Upper Cervical Chiropractic

Protect your lower back in standing forehead to knee Pose

Standing poses are fantastic for improving balance and as an added benefit, this pose stretches those often too tight hamstrings.  Yet the standing forehead to knee pose is one that I see done incorrectly the most.  The chiropractor in me winces because I know how easy it is to compromise the lower back when this one is done incorrectly.  

If you are holding up that outstretched leg with your arms, and you know who you are, then you are at risk for straining your lower back.  With the weight of the leg in the arms and your lower back folded over, you're putting a lot of pressure on your spine, and the muscles in the lower back.  The group of muscles at risk is called your erector spinae muscles.  In an ideal world, the leg should actually be held up by its own strength and supported with the abdomen. 

Test yourself to see if you can stand on one leg and extend the other out without using your hands for support.  If you can, you're ready for this pose.  If not, then back off a bit: standing up right with the leg outstretched just at a lower angle or even with the knee bent.  In these modified versions you will still get the benefit of improved balance and increase muscle strength, all while your lower back is being protected! 

Are headstands safe for your neck?

Headstand or Sirsasana Pose:

As an upper cervical chiropractor, I get asked if headstands are safe for people's necks all the time.  My answer is yes, but with some very important distinctions.  The first distinction is that this posture is ALL about how you get into it and how you get out of it.  Standing on your head isn't actually the hard part, I promise!  What is difficult and can compromise your neck and body is getting up there and getting down.  When going into this posture, the most important aspect is that you have a solid base created by your shoulders and forearms.  The secret is that you should have almost no actual body weight on the crown of your head.  Your body weight is supported by the upper body, not your head and neck, which is why, when done correctly, a headstand is not going to hurt your neck.  Coming in and and out of the head stand is all about core engagement so that you are shifting weight appropriately and being sure to protect your neck during this movement. 

The health benefits of body inversion are well documented, and done correctly with attention to detail, headstands are beneficial for your body.

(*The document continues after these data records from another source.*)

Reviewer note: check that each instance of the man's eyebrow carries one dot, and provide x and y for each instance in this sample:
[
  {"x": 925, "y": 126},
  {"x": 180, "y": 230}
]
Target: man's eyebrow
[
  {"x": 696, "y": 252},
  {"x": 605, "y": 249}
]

So... happy head-standing!

Vertigo, TMJ, and neck pain helped with Upper Cervical Care

Jeremy came in 6 months ago with severe bouts of vertigo. He had a concussion during a hockey game 3 years prior and had been struggling with vertigo for the last two years. The symptoms had progressed to the point where he wouldn’t be able to get off the floor or leave the house for days because he was too dizzy and nausea and couldn’t trust his balance. Jeremy experienced constant whooshing in his ears with temporomandibular joint (TMJ) pain and dysfunction (TMD). He also had neck and low back pain and stiffness.

Jeremy has been under upper cervical chiropractic care now for six months. He has not had any bouts of vertigo since starting care and his neck pain, jaw pain, whooshing in his ears and his low back pain are all much improved. Jeremy is back outdoors hiking and doing the things he loves again!

Low Back Pain and Headaches Improved with Upper Cervical Care

We all know that pain and fear of injury can stop us from doing the things in life that we really want to do and make us feel...well...just not like ourselves. Ryan came to us experiencing low back pain, which was keeping him from exercising. Ryan was becoming frustrated because when he would exercise, his low back would flair up. He was also getting headaches two to three times a week and neck pain. Ryan’s upper cervical spine was corrected and immediately he felt the pressure off his low back. He has now had four upper cervical corrections and his low back pain, neck pain and headaches are all dramatically improved just by getting his head on straight! Is your head on straight?

Whiplash Relief with Upper Cervical Care

Craig was in a bad head-on motor vehicle accident about five years ago, which had suffered from bad whiplash.  When he first came in about eight months ago, he felt unstable in his spine, he had left arm pain, numbness and tingling, as well as low back and neck pain.  Also after the accident, he found that he couldn't work out with being in pain or injuring himself. After the first four weeks of corrections, Craig was reporting dramatic improvements and was able to get back in the gym. Now he has been holding his alignment for about six months - meaning he hasn’t needed to be adjusted! He has his confidence back and is feeling strong!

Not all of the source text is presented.